The presence of cognitive impairment or depression can significantly hinder the rehabilitation process and alter its final result, making evidence-based nursing care for patients with co-occurring mood disorders critical. Physical and emotional well-being, as well as acceptance of one’s condition and a belief in one’s own ability to recover, were all included in this study when evaluating the benefits of EBN. Pain was also evaluated as a secondary outcome. Results show that a patient’s mental health at the time of admission is a powerful indicator of how well he or she would recover functionally and psychologically.27 Screening for mood disorders, low self-acceptance, and low self-efficacy can all be easily detected using simple screening measures in the earliest stages of rehabilitation.28 With therapeutic treatments, all of the above traits can be altered. Stroke patients’ sense of self-efficacy is still being overlooked far too often. Medication-based and medically supervised physiotherapy has become increasingly popular. At each level of post-stroke rehabilitation, it is feasible to establish a number of exercises and tasks.

Rehabilitation centers, hospitals, and nursing homes that treat stroke patients must promote patients’ sense of self-efficacy in their treatment plans. As part of their policy, they must ensure that nurses have the chance to teach patients about self-efficacy as well as practice and share their own experiences with other patients. Routine self-efficacy testing upon admission to a rehabilitation facility appears to be more significant than testing for depression.29 When it comes to depression, medication is typically the quickest fix, but this robs individuals of their ability to take charge of their own mental health. Increasing self-efficacy in the rehabilitation process, in our opinion, should be given top priority because it is quite likely that improvement in the functional condition would lead to a decrease in depressive symptoms.30 Psychologically, this is preferable because the change is directly linked to the patient’s own activities and not to the use of any psychoactive substances.

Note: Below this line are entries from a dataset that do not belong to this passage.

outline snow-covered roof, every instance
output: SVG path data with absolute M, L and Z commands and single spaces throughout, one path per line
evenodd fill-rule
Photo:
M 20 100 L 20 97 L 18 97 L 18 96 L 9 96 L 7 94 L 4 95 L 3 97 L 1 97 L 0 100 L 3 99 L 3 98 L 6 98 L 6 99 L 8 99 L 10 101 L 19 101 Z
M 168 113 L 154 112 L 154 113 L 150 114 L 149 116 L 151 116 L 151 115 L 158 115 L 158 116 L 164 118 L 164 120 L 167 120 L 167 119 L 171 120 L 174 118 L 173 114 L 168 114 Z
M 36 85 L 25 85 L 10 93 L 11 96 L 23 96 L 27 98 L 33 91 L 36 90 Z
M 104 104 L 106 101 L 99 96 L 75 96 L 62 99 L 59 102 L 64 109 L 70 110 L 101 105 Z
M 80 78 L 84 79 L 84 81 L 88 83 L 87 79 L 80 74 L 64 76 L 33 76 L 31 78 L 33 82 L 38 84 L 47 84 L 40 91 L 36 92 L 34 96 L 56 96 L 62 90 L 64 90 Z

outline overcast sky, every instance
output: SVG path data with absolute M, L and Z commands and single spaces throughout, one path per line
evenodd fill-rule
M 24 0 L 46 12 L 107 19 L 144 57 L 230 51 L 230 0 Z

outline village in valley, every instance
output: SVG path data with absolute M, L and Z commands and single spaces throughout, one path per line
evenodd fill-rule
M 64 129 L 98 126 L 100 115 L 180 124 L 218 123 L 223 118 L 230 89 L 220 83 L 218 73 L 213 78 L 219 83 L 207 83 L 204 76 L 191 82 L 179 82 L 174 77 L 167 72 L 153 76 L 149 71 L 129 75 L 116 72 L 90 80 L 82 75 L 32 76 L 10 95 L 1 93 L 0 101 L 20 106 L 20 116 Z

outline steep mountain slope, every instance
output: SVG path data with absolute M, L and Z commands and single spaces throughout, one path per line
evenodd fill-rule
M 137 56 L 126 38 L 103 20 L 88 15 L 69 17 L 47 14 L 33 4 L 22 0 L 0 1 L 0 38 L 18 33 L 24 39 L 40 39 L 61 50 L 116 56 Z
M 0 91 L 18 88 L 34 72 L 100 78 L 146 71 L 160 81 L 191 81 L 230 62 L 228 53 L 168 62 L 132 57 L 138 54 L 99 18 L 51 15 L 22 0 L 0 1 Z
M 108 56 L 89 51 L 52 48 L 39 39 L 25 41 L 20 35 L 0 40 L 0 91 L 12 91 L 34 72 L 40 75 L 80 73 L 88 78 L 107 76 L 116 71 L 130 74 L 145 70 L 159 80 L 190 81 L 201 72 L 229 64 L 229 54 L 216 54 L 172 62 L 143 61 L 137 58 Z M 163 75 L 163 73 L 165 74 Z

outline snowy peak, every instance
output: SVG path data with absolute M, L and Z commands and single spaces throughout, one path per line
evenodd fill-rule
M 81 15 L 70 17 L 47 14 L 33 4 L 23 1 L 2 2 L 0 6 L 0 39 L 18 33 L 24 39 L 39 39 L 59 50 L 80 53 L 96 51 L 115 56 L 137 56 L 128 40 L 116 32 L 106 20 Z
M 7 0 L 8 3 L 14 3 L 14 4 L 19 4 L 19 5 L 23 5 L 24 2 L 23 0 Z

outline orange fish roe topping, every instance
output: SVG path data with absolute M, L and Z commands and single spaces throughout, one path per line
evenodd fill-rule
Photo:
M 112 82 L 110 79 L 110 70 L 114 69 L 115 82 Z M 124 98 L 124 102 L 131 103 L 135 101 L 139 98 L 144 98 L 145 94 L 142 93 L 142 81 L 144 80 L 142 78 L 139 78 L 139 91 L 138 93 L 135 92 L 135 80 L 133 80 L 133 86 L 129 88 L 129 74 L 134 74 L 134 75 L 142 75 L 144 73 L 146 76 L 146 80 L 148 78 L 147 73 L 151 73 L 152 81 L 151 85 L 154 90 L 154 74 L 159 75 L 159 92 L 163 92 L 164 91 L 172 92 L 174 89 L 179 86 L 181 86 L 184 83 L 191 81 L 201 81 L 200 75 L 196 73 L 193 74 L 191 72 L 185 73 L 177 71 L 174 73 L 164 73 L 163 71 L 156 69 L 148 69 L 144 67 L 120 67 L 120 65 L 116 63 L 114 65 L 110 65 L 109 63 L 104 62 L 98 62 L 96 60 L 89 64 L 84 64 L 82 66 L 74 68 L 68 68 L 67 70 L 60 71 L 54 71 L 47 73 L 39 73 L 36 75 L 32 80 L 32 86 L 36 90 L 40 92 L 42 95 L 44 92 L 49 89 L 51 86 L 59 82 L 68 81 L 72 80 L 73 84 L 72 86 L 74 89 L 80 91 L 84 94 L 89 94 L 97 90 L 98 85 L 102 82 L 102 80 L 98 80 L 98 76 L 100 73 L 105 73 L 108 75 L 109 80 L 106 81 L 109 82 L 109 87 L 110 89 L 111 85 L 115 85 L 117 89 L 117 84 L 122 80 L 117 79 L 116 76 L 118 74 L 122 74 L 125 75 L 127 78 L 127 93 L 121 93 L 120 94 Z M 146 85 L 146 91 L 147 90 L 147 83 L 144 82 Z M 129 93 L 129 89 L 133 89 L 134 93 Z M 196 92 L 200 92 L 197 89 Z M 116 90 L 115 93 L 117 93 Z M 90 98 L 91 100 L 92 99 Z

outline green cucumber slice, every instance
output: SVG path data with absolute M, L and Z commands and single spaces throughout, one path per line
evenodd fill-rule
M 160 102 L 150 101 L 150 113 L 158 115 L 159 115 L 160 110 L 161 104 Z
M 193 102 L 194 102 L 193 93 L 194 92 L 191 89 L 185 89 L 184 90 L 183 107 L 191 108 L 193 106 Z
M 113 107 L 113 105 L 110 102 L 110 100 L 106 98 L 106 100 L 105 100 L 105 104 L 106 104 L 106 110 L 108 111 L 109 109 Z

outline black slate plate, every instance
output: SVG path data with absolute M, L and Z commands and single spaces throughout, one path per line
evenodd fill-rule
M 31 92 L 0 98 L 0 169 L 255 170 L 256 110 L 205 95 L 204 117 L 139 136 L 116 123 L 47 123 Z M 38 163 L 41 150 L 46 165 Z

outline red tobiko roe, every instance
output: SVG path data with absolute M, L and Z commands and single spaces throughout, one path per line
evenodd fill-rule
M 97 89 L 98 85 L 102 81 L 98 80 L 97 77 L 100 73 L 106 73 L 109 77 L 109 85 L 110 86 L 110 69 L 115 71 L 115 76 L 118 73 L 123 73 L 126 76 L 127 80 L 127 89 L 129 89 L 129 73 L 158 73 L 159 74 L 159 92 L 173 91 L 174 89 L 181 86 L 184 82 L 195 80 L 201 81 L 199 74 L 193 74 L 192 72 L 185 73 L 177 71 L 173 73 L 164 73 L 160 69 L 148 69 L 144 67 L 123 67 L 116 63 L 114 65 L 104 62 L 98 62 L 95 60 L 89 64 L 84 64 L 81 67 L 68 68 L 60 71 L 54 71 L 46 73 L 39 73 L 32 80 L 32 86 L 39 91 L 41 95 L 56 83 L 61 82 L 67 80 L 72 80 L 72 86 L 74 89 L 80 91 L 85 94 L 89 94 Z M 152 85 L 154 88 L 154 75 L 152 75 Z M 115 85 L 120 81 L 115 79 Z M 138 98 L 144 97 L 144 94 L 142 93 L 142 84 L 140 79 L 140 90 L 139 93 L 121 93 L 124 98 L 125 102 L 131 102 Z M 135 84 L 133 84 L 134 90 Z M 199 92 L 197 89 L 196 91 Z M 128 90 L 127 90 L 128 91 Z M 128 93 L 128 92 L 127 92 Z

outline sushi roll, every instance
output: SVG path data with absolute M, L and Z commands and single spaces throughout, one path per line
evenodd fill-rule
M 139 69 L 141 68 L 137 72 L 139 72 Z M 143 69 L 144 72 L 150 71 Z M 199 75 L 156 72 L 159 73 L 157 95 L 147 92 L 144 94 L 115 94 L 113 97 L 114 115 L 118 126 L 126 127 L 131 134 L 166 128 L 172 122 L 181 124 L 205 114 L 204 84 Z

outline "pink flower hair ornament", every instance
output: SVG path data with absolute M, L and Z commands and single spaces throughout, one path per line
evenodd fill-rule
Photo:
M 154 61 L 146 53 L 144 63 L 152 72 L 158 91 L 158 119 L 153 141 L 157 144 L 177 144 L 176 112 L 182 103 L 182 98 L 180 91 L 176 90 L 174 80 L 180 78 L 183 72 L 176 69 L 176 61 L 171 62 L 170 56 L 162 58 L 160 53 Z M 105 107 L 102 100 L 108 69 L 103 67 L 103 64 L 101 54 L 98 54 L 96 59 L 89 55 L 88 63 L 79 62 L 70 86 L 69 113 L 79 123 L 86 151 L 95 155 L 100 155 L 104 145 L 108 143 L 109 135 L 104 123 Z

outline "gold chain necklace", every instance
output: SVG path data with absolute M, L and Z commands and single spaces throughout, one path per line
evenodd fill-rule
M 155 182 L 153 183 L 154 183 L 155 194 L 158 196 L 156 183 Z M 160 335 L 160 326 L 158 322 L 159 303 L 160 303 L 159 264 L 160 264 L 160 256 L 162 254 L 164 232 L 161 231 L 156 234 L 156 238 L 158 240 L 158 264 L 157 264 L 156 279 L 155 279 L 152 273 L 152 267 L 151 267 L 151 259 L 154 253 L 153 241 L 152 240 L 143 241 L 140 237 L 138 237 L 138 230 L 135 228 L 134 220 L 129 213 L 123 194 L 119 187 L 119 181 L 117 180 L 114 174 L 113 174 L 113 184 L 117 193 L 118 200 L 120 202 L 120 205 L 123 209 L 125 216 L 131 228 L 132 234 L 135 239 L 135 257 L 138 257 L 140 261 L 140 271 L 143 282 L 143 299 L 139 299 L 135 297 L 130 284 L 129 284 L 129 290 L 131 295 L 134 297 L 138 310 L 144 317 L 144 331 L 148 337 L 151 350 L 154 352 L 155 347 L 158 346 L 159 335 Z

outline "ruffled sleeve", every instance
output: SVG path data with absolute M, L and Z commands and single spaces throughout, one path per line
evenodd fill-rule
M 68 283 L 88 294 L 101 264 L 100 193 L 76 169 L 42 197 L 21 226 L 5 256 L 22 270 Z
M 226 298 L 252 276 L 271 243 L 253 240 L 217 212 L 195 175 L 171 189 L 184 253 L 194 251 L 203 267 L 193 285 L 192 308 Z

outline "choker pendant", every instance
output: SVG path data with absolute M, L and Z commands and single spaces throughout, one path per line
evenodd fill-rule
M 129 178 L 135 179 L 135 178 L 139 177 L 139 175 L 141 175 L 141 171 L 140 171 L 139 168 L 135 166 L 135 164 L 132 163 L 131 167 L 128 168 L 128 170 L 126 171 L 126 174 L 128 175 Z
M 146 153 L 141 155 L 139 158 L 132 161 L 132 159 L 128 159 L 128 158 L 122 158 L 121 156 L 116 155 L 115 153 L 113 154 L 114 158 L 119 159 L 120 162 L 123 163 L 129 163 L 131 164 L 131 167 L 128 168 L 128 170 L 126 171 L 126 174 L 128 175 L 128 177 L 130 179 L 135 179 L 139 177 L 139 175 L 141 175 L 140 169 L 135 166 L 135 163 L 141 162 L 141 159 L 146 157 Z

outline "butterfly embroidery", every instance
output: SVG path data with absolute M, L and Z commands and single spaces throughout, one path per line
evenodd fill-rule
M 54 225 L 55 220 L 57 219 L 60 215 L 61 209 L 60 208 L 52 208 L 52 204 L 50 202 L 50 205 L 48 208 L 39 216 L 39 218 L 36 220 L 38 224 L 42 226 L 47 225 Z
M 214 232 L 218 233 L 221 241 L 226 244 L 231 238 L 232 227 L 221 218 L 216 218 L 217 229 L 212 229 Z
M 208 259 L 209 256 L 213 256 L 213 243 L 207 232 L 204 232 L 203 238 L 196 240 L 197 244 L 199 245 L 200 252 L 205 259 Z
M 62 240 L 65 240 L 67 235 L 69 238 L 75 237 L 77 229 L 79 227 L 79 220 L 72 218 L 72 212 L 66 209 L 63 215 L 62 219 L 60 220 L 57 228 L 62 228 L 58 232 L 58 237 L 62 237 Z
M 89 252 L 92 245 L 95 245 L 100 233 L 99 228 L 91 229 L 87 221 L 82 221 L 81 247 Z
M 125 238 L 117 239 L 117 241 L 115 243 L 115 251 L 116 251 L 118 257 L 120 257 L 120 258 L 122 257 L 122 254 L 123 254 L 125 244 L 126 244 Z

The present study has several limitations: First, this study was carried out in a single center with small sample size. A multi-center with a larger sample is needed to confirm the conclusions of this study. Second, the follow-up duration of this study was only 6 months, which was relatively short. Thus, the long-term benefits of our EBN intervention on anxiety, depression, sleep quality and somatic symptoms in AIS patients were unclear. Third, only SAS and SDS scales were used to evaluate the severity of anxiety and depression in this study. Questionnaires such as Hospital Anxiety and Depression Scale (HADS) were also needed to confirm our conclusions.

Conclusions

In conclusion, we reported a positive impact of a 6‐months EBN intervention on post-stroke complications of AIS patients. We demonstrated that EBN invention has the potential to significantly improve anxiety, depression, sleep quality and somatic symptoms of patients with AIS.

Data Sharing Statement

All data generated or analyzed during this study are included in this published article.

Funding

The authors received no financial support for the research, authorship, and publication of this article.

Disclosure

The authors report no conflicts of interest in this work.